Wie jedes Jahr gibt es auch heuer wieder am 14. August die traditionelle Roma-Wallfahrt zum Marienheiligtum in Mariazell.
Wie jedes Jahr gibt es auch heuer wieder am 14. August die traditionelle Roma-Wallfahrt zum Marienheiligtum in Mariazell.
Wiener Weihbischof Scharl: Wertschätzung für "lebendige Denkmäler" vergangenen Unrechts ist wichtiger als Errichtung von baulichen Denkmälern für Opfer der NS-Vernichtungspolitik.
Nicht nur der rund 500.000 von den Nationalsozialisten ermordeten Roma und Sinti solle gedacht werden, auch die Verfolgungsgeschichte der Jenischen unter dem NS-Regime bedarf einer wissenschaftlich Aufarbeitung. Das hat der Wiener Weihbischof Franz Scharl - er ist in der Österreichischen Bischofskonferenz für die Romaseelsorge zuständig - anlässlich des internationalen Gedenktages an den Genozid an Sinti und Roma (2. August) gefordert. Dieses Anliegen werde indirekt auch im Regierungsprogramm von ÖVP und Grünen angesprochen, wo eine Prüfung der Anerkennung der jenischen Volksgruppe als Vorhaben genannt ist. Eine Umsetzung stehe freilich noch aus, bedauerte Scharl.
Der Weihbischof möchte jedenfalls bei diesem Anliegen am Ball bleiben und ist - wie er im Gespräch mit der Nachrichtenagentur Kathpress am Dienstag berichtete - dafür auch im Kontakt mit dem Dokumentationsarchiv des österreichischen Widerstandes (DÖW) und dem Staatsarchiv. Eine wissenschaftlich fundierte Aufarbeitung erfordere jedoch eine entsprechende Finanzierung, an der es bisher mangle. Die Anerkennung der Jenischen wie etwa in der Schweiz wäre Ausdruck der Wertschätzung für "lebendige Denkmäler", die wichtiger sei als die Errichtung von baulichen Denkmälern für die Opfer der NS-Vernichtungspolitik, so Scharl.
Ein ganz konkretes Zeichen der Achtung für die Lebensweise des immer noch "fahrenden Volks" der Jenischen wären nach den Worten Scharls Stellplätze, die auf kommunaler Ebene zur Verfügung gestellt werden. In Wien gebe es bedauerlicherweise solche Plätze nicht mehr, Betroffene würden teils ins Burgenland ausweichen, um sich dann mit Gelegenheitsarbeiten über Wasser zu halten.
Der Bischof äußerte die Sorge, dass es auch heute zu Ausgrenzung und Verfolgung kommt. Die gegenwärtig in Österreich lebenden Nachfahren der Opfer des nationalsozialistischen Rassenwahns "sind und bleiben eine warnende Stimme", erklärte Scharl. Das alljährliche Gedenken nehme "uns Nicht-Roma bzw. -Sinti" in die Pflicht: Nur vergangenes Unrecht zu benennen sei "Heuchelei, wenn wir uns nicht für eine positive Veränderung hier und heute einsetzen", betonte der Wiener Weihbischof.
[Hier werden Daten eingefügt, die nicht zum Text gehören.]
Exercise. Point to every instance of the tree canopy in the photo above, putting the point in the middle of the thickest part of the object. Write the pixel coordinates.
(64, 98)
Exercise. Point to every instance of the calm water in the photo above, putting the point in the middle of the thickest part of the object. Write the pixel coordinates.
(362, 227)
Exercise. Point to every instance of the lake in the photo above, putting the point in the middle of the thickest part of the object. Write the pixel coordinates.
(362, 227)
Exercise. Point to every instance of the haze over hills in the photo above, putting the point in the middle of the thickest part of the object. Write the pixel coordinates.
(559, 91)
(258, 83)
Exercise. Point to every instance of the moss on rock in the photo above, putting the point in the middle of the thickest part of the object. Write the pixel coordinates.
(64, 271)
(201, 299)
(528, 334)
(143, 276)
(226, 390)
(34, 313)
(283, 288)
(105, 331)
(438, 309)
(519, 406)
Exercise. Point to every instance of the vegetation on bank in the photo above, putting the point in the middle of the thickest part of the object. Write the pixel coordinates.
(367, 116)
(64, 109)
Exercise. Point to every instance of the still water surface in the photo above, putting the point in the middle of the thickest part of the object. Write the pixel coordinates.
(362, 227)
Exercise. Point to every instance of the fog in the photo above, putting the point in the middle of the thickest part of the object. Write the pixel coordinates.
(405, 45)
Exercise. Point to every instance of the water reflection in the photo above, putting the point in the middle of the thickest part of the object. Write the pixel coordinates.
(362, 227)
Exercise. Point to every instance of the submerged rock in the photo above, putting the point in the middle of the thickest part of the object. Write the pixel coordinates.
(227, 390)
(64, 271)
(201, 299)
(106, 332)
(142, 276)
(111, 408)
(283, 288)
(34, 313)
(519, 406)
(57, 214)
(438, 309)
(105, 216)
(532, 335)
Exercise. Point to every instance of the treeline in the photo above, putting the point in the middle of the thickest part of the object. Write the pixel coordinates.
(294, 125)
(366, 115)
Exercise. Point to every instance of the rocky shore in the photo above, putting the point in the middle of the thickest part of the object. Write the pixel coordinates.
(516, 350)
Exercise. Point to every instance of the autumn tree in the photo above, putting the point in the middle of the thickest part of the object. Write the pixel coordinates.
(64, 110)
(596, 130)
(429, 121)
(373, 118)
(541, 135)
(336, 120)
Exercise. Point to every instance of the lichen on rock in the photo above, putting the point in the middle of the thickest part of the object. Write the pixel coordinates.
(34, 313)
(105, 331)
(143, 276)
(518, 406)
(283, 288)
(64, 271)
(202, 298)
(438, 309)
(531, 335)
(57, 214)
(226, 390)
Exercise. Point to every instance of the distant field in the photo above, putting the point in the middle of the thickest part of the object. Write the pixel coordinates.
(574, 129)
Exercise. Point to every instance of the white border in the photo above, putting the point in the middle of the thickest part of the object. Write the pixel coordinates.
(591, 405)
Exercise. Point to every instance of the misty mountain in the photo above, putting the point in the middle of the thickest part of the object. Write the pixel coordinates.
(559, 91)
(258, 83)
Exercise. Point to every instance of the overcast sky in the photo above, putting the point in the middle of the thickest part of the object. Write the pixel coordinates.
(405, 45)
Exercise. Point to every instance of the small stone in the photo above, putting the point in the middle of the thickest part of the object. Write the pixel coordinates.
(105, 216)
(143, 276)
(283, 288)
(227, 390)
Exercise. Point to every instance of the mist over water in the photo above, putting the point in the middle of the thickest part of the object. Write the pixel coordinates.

Die Jenischen führten seit der frühen Neuzeit eine nomadische Lebensweise in Europa. Aus dem "Fahrenden Volk" und den "Heimatlosen" entwickelte sich über Jahrhunderte eine jenische Identität mit eigener Sprache und Kultur. Mitte der 1930er-Jahre gerieten sie ins Visier der von den Nationalsozialisten erheblich verschärften Maßnahmen zur "Bekämpfung der Zigeunerplage" und wurden später als "Asoziale" in Konzentrationslager deportiert.
Franz Scharl, der in der Bischofskonferenz auch für die Seelsorge an anderssprachigen Gemeinden zuständig ist, unterstrich, dass der Glaube für viele Roma, Sinti und Jenische eine identitätsstiftende Bedeutung hat. Die katholische Kirche bemühe sich um "Wertschätzung auf Augenhöhe", manchmal in Konkurrenz zu den Freikirchen, die oft missionarischer ausgerichtet seien. Wie jedes Jahr gibt es auch heuer wieder am 14. August die traditionelle Roma-Wallfahrt zum Marienheiligtum in Mariazell. Roma, Sinti, Lovara aus Österreich, Deutschland, Ungarn und anderen europäischen Ländern treffen sich dabei in der Basilika von Mariazell.